Tytuł: Odp: Jazda w kasku czy bez?
Wiadomość wysłana przez: MarioG w 03 Sie 2012, 22:21:31
@Raffi, a może Fionotronowi chodziło o 'myślących inaczej... niż on' :)
Tytuł: Odp: Jazda w kasku czy bez?
Wiadomość wysłana przez: Safian w 04 Sie 2012, 00:19:14
Wiecie... nie chciałbym mieć wypadku (z obrażeniami głowy) nie mając kasku na głowie, nawet nie chodzi o sam fakt tychże obrażeń, ale o to co jest w takich sytuacjach najgorsze, czyli żal do siebie samego i gdybanie 'co by było gdyby...'.
Nie rozumiem, mając kask na głowie chyba nie zwiększasz szansy na obrażenia przy upadku a jeżeli jest szansa na ich zmniejszenie to dlaczego nie jeździć w kasku? Że niby kask na głowie powoduje zwiększenie energii z jaką głowa uderza o przeszkodę - większy impet, obrażenia? To do mnie nie przemawia :)
Zresztą w (dobrym) kasku jest chłodniej niż bez niego, no i wygląd jest bardziej pro :D :D
Pomijam tu już fakt, że do zastosowań sportowych (raczej do jazdy w terenie) IMO kask jest niezbędny (-:

Swoją drogą ostatnio wgniotłem kask - na prostym asfalcie (akurat z mojej winy, ale taka gleba może się przytrafić każdemu), kilka chwil kręciło się w głowie ale mogłem jechać dalej, gdybym nie miał ochrony pewnie skończyłoby się w szpitalu.
Tytuł: Odp: Jazda w kasku czy bez?
Wiadomość wysłana przez: Mhrok w 04 Sie 2012, 13:18:45
Nie rozumiem, mając kask na głowie chyba nie zwiększasz szansy na obrażenia przy upadku a jeżeli jest szansa na ich zmniejszenie to dlaczego nie jeździć w kasku?
Koleżanka miała kask, spotkała samochód, ma złamaną kość policzkową oraz nos. Kask zsunął się jej na twarz, bo był nie do końca dobrze dopasowany. Także też trzeba być świadomym tego, że kask może zwiększyć ryzyko, o ile nie jest dobrze dobrany.
Tytuł: Odp: Jazda w kasku czy bez?
Wiadomość wysłana przez: fionotron w 04 Sie 2012, 13:28:50
Chyba "myślący inaczej" miało znaczyć "mający inne zdanie".

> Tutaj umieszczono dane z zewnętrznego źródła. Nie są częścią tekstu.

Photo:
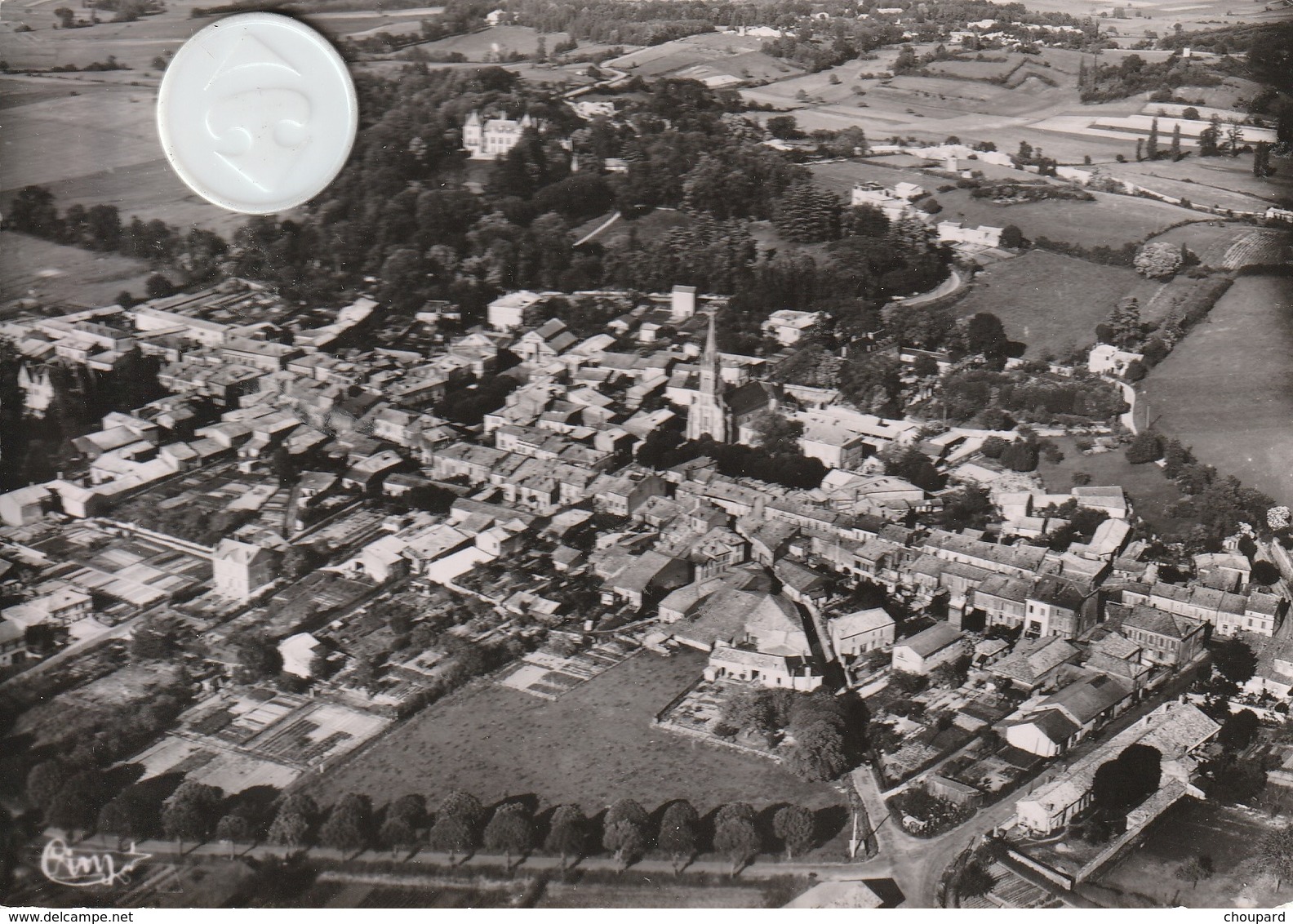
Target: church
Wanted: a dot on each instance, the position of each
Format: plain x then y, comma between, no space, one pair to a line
726,416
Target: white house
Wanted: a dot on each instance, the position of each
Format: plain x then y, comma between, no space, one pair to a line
956,233
922,653
863,631
788,326
298,653
768,669
507,310
1109,359
241,570
487,139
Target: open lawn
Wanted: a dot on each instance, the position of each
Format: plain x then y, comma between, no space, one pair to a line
1111,220
92,127
1206,183
64,276
842,176
1051,303
494,43
108,152
593,746
655,224
1149,490
1228,388
1146,875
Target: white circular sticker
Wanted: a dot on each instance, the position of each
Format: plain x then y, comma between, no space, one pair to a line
258,113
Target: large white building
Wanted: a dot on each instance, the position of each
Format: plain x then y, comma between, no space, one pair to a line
241,570
487,139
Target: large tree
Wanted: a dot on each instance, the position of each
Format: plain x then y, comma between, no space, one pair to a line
192,812
626,831
568,833
44,781
736,835
1235,660
349,824
75,806
795,826
458,824
509,831
678,833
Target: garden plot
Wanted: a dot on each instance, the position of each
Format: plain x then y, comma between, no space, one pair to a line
549,676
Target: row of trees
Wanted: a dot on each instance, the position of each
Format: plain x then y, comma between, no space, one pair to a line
460,824
193,812
197,255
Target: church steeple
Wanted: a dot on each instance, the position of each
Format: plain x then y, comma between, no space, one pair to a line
709,414
711,370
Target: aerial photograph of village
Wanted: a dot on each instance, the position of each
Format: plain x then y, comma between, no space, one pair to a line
705,454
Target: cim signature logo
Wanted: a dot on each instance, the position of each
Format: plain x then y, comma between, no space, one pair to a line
83,868
259,124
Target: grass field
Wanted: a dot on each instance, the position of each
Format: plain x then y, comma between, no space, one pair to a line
57,274
1149,490
1224,389
493,43
1046,300
106,148
1187,828
1222,183
593,746
1111,220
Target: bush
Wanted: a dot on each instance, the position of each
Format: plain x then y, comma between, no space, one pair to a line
1020,456
1144,447
1159,260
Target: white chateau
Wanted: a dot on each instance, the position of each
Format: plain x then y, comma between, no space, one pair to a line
487,139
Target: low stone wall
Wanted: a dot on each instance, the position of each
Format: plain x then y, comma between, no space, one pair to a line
1060,879
714,740
1159,802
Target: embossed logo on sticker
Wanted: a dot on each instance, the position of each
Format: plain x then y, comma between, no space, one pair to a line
256,113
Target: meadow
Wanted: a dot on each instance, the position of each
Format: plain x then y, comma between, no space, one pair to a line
1151,492
1111,220
493,43
1049,301
1146,877
593,746
1224,389
57,274
108,150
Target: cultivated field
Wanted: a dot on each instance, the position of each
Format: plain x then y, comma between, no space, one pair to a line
593,746
57,274
137,43
1224,389
1189,828
1231,246
1051,303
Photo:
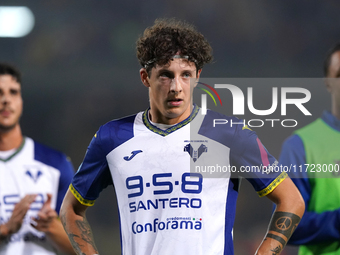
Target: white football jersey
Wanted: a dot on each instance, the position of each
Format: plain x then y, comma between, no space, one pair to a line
168,201
32,169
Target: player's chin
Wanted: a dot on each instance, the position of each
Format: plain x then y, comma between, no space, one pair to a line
6,127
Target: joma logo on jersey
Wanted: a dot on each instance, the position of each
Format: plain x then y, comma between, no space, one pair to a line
195,154
33,176
133,154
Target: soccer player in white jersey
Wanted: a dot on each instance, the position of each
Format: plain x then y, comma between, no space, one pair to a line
164,207
33,181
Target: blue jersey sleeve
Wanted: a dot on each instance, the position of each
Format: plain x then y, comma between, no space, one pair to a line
59,161
313,227
67,172
94,174
252,158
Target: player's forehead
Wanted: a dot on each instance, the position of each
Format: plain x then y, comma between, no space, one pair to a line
177,64
7,81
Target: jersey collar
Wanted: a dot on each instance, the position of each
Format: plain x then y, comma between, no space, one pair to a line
15,152
172,129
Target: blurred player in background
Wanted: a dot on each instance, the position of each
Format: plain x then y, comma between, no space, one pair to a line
165,209
318,144
33,181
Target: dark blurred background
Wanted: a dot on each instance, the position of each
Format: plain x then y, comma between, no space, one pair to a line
80,71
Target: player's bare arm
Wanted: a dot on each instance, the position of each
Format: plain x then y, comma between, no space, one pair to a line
289,211
47,221
72,215
18,215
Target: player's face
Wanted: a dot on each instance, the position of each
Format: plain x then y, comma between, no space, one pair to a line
170,92
10,102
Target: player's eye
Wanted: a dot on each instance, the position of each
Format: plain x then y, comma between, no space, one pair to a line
14,92
166,75
187,75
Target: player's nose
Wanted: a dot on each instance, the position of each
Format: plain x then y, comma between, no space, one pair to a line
176,85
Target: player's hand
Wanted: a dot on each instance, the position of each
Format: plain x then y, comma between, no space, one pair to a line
44,220
20,209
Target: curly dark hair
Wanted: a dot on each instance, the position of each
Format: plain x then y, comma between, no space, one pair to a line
327,61
166,38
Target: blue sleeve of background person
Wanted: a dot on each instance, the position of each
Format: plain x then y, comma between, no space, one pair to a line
94,174
248,151
59,161
313,227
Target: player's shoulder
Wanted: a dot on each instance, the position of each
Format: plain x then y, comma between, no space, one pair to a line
117,126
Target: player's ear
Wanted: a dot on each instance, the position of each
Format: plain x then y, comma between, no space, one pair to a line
144,77
198,76
328,83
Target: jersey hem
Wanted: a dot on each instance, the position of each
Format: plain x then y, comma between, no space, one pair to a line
272,185
81,200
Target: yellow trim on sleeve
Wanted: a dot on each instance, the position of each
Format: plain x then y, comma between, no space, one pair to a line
80,198
272,185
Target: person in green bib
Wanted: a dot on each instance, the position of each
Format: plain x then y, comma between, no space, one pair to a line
318,144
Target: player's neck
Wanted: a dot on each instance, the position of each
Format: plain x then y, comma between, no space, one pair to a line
161,119
11,139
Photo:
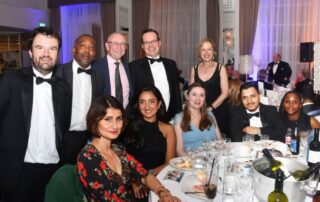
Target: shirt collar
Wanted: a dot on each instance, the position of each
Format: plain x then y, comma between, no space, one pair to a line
75,66
38,74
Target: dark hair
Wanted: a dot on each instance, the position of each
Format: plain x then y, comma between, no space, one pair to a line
281,109
248,85
98,110
47,31
147,31
132,135
306,90
79,37
205,121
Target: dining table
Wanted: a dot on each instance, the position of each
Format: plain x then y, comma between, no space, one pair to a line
176,179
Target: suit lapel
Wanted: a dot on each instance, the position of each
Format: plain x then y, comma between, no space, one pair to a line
27,95
93,85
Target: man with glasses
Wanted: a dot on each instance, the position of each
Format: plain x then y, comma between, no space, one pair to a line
153,70
116,73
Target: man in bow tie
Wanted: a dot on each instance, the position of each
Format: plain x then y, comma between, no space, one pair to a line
279,72
86,86
153,70
254,118
34,117
117,81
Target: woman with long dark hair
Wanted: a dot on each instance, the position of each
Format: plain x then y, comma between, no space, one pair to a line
151,141
194,124
106,169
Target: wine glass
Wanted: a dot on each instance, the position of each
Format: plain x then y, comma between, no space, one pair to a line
264,140
210,184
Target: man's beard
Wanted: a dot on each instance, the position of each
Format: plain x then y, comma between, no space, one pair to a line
44,68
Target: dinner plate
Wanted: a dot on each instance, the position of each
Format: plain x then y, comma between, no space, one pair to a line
181,163
276,145
193,187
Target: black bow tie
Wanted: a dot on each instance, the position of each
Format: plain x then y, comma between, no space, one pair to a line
40,80
88,71
152,60
252,115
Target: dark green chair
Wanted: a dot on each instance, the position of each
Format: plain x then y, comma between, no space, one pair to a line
65,186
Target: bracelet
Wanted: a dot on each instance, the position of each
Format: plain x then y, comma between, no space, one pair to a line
161,189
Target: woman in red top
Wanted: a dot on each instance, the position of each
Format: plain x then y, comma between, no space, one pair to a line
105,169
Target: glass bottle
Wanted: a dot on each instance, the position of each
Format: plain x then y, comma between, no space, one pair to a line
278,195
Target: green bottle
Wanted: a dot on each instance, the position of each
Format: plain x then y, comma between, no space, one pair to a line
278,195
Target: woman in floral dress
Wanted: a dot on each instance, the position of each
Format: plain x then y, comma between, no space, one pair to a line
105,169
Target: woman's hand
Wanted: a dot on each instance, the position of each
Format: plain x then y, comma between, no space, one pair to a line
140,191
167,197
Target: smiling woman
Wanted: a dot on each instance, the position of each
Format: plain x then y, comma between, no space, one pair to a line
292,115
151,141
105,169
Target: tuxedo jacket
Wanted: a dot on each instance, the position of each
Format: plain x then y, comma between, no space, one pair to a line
270,119
102,68
16,90
142,77
282,75
97,81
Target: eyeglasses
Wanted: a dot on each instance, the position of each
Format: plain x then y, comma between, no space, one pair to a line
116,44
150,42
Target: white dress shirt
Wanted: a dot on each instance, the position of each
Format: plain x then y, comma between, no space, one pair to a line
42,136
81,98
255,121
161,80
123,77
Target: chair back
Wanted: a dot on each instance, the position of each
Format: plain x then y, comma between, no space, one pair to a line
65,186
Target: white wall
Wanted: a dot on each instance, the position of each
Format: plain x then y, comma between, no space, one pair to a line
23,14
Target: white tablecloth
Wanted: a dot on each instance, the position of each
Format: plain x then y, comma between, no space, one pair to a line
175,188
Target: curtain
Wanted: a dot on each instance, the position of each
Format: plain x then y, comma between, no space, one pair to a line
178,25
213,23
247,24
140,21
77,20
282,25
55,24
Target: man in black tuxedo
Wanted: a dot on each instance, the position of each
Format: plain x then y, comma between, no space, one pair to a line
154,70
86,86
117,81
35,113
279,72
305,88
254,118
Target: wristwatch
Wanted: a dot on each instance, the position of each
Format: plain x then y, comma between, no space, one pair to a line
152,172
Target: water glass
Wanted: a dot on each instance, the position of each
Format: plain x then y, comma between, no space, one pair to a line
244,183
229,185
303,144
227,146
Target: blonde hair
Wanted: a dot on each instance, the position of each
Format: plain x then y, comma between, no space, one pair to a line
234,92
204,41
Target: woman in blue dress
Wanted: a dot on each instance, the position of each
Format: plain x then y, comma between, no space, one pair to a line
194,124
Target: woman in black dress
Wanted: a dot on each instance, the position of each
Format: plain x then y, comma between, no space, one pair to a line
292,115
151,141
213,77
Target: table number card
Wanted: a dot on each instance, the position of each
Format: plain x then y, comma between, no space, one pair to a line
175,175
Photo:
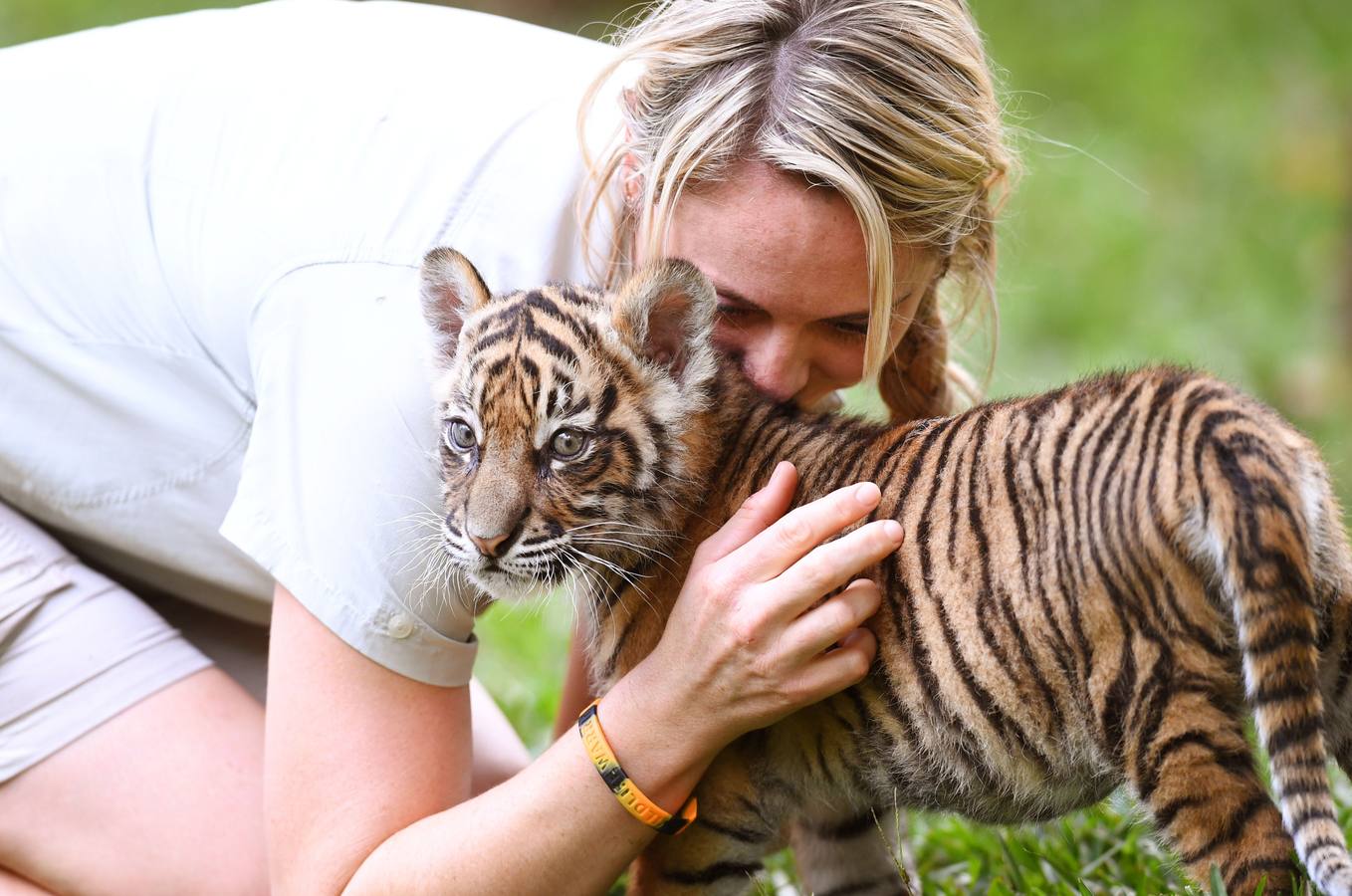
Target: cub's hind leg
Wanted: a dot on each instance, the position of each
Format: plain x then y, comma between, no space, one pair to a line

Raffi  i po co się tak od razu unosisz   :)    .
 
TAK. TO właśnie miało znaczyć określenie "mający inne zdanie".

I żeby BYŁA jasność. Moim zamierzeniem Nie jest szerzenie podziałów na rowerzystów jeżdżących w kaskach i tych w których w nich nie jeżdżą.

Napiszę to jeszcze raz - nie mam nic do rowerzystów, jeżdżących bez kasków. To jest ich wybór I |oczywiście mogą mieć inne zdanie.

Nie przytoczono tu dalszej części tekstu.